Der Übergang hatte sich für Edison Tontor kaum merklich vollzogen. Physisch spürte er nicht den geringsten Unterschied, und in psychischer Hinsicht sah es nicht viel anders aus. Sicher, er fühlte, daß da etwas war, das sich dem normalen menschlichen Urteilsvermögen entzog, etwas, das fremd, ja, feindlich war. Aber diese Feindseligkeit konnte ihn nicht treffen, konnte ihm nichts anhaben.
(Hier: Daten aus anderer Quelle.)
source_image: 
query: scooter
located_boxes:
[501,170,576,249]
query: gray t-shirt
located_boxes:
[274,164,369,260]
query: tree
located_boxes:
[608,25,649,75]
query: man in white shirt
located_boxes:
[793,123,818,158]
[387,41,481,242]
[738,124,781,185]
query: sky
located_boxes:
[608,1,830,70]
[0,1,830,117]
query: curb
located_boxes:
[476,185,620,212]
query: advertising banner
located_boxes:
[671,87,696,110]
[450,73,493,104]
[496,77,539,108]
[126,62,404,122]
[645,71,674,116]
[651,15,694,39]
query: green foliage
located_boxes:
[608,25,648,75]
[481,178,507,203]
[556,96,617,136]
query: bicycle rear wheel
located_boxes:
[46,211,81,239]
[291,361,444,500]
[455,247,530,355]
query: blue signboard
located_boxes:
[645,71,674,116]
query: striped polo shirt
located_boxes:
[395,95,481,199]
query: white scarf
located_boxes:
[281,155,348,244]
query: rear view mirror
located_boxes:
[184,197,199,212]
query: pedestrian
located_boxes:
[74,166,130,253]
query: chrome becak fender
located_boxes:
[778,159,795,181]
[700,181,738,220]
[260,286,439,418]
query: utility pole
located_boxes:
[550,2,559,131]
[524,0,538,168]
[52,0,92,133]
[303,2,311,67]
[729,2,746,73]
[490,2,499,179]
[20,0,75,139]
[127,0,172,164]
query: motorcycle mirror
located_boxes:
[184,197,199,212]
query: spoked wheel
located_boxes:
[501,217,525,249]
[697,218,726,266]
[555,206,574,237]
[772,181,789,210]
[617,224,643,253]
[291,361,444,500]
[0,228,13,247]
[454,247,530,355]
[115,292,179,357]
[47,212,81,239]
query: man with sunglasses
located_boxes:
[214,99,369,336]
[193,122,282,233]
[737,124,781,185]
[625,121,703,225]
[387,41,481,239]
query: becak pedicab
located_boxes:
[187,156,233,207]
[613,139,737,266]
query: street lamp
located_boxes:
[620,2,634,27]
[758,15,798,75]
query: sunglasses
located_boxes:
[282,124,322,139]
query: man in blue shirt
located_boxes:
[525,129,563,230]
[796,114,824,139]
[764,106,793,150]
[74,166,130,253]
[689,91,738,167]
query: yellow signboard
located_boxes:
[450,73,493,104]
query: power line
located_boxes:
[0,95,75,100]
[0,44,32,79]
Seine PSI-Kräfte, die ihre Wurzel selbst in Weltraum II hatten, schützten ihn, ließen das Fremde und Feindliche gar nicht erst an ihn herankommen.
Edison Tontor lächelte befriedigt. Der Augenblick, auf den er gewartet hatte, war gekommen. Jetzt würde er zunächst dem Privatkubikel des Kapitäns einen Besuch abstatten und dann noch einige weitere Vorbereitungen treffen.
Von niemandem gestört machte er sich auf den Weg.
*
Llewellyn 709 kam sich vor wie jemand, der eine Sonne umkreist, die jeden Augenblick zur Nova werden konnte. Er war ein Mann der Tat, und der Zwang, außer abzuwarten nichts unternehmen zu können, während andere die Arbeit machten, trieb ihn fast in den Wahnsinn.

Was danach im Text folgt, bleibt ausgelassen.